Von wegen friedliche 90er, Teil 2: Beim Treffen der Welthandelsorganisation in Seattle 1999 knallt es, es kommt zu gewaltsamen Auseinandersetzungen. Es ist scheinbar das Thema der Zukunft: Eine große außerparlamentarische Protestbewegung will die  Globalisierung so nicht, die parlamentarischen Linken dagegen schon, die konservative Elite sowieso. Der Höhepunkt der Proteste findet 2001 in Genua statt, wo ein Mensch zu Tode kommt, Carlo Guilani. Die Globalisierungsgegner kochen vor Wut, NGOs sind der heiße Trend, ATTAC die Organisation der Stunde.
Doch dann ist der Drive plötzlich vorbei.    
Der 11.September 2001 passiert. Statt globales Wirtschaften ist der Krieg gegen den Terror plötzlich das zentrale Gesellschaftsthema: Es gibt einen äußeren Feind - Bin Laden war natürlich schon bekannt, aber jetzt ist man bereit, Länder anzugreifen, um seiner und Al-Quaida habhaft zu werden. Was soll da noch die Kritik an ökonomischer Deregulierung?
Die Bewegung der Globalisierungsgegner stirbt dennoch nicht, es gibt weitere  Proteste, etwa Heiligendamm 2008, oder auch 2015 gegen TTIP. Aber insgesamt gewinnen die Kritiker kaum Einfluss auf westliche Regierungspolitik (Angela Merkel versteht das Phänomen heute noch nicht: Sie spricht davon, dass Maßstäbe verschoben seien).

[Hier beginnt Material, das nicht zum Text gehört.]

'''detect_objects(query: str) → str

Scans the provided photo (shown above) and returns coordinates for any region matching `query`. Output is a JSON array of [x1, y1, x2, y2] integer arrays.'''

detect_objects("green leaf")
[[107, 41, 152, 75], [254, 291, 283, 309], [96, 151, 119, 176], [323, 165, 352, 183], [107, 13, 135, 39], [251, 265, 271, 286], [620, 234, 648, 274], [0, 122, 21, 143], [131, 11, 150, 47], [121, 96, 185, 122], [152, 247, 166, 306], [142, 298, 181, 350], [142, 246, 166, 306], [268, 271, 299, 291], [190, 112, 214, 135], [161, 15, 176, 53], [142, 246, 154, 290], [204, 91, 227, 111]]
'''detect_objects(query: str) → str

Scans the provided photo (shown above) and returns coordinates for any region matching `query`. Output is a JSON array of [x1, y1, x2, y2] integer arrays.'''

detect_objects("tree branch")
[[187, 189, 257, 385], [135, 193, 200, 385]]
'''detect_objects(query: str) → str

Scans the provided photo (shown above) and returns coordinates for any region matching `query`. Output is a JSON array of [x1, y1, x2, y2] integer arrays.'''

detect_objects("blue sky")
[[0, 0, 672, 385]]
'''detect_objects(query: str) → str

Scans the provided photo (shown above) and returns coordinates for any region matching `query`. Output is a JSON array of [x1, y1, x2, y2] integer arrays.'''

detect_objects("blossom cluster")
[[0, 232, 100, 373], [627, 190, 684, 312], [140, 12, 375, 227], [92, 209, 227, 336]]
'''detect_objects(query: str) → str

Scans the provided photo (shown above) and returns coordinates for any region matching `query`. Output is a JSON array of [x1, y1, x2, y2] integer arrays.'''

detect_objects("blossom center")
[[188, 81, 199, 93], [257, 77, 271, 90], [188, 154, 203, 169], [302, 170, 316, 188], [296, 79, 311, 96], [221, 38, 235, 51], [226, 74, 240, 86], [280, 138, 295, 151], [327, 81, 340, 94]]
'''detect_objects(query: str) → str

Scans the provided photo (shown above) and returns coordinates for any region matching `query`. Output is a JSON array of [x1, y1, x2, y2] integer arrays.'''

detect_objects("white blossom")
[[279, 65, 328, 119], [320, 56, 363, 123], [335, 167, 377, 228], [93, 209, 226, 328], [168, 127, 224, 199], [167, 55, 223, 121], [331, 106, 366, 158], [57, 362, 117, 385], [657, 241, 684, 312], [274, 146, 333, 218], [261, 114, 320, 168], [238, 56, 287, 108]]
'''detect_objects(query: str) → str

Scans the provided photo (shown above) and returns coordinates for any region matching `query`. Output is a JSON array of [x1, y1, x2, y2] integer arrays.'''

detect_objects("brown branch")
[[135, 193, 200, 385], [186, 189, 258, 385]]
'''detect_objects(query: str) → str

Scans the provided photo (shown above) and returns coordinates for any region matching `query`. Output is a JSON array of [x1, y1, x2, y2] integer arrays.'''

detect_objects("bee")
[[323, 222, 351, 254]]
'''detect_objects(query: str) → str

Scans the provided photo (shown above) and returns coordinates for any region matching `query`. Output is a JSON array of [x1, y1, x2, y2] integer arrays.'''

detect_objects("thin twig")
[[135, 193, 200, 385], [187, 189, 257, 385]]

Die 00er Jahre: Durch die Wiederwahl Bushs 2004 und dessen Kriege halten zunächst die rechten Kritiker still. Aber als Obama 2008 Präsident wird, gründen sie die reaktionäre Tea-Party-Bewegung. Zuerst wird sie als weitere amerikanische Skurrilität belächelt. Doch zusammen mit der Finanzkrise 2008 fördert sie die Entfremdung zwischen Teilen der konservativen amerikanischen Bevölkerung und Washington, bis hin zum 8. November 2016. 
Die linken regierungsfähigen Parteien hatten dagegen die neoliberale Mainstreamlinie in den 90ern übernommen. Die Schlagworte heißen New Labour (Tony Blair), Genosse der Bosse (Gerhard Schröder), oder Politik des 3.Weges (Bill Clinton). Kritik am Neoliberalismus setzt niemand aufs politische Parkett um, weder vor dem Horror-Finanz-Crash 2008, noch danach. Stattdessen arbeitet man sich am Irak-Krieg ab. Diese Krise gilt mittlerweile als Vollkatastrophe, und sie wiegt gleich doppelt schwer: Weder ist der mittlere Osten befriedet, noch sind die eigenen, weiter verschobenen Probleme gelöst. 
Dafür kaufen sich alle Iphones.
Misstrauen, Verschwörungstheorien und Empörung breiten sich aus, wenn Konflikte zu lange schwelen und nichts passiert. Statt etwa die aufkommende Immobilienblase in den 00er Jahren zu bekämpfen (ich erinnere mich, wie Helmut Schmidt zeitig davor warnte), hieß es bloß, wo ist Bin Laden? Kein Entscheider fragte sich: Was sind die sozialen Folgen der Durchökonomisierung des Lebens? Verteilen wir unseren Wohlstand noch gerecht? Wie müssen wir den stattfindenden (digitalen) Wandel steuern, damit er sozialverträglich abläuft? Können wir ihn überhaupt steuern?
Alles blieb liegen, bis heute.
Natürlich kann ich mit den paar Worten nicht die Geschichte der letzten 20 Jahre erklären. Und nicht  der 11.September allein ist schuld an 2016. Aber ich denke, der Westen ließ sich - erfolglos - auf außenpolitische Abenteuer ein, statt sich um eigene Belange zu kümmern. Warum konnte das sein? Diese Jahre müssen aufgearbeitet werden, besonders die der Bush-Administration. Ich hoffe auf interessante Veröffentlichungen in naher Zukunft.
Seit 20 Jahren hagelt es jedenfalls Proteste für eine Kurskorrektur, erfolglos. Diesen Reformstau bezahlen wir 2016 teuer.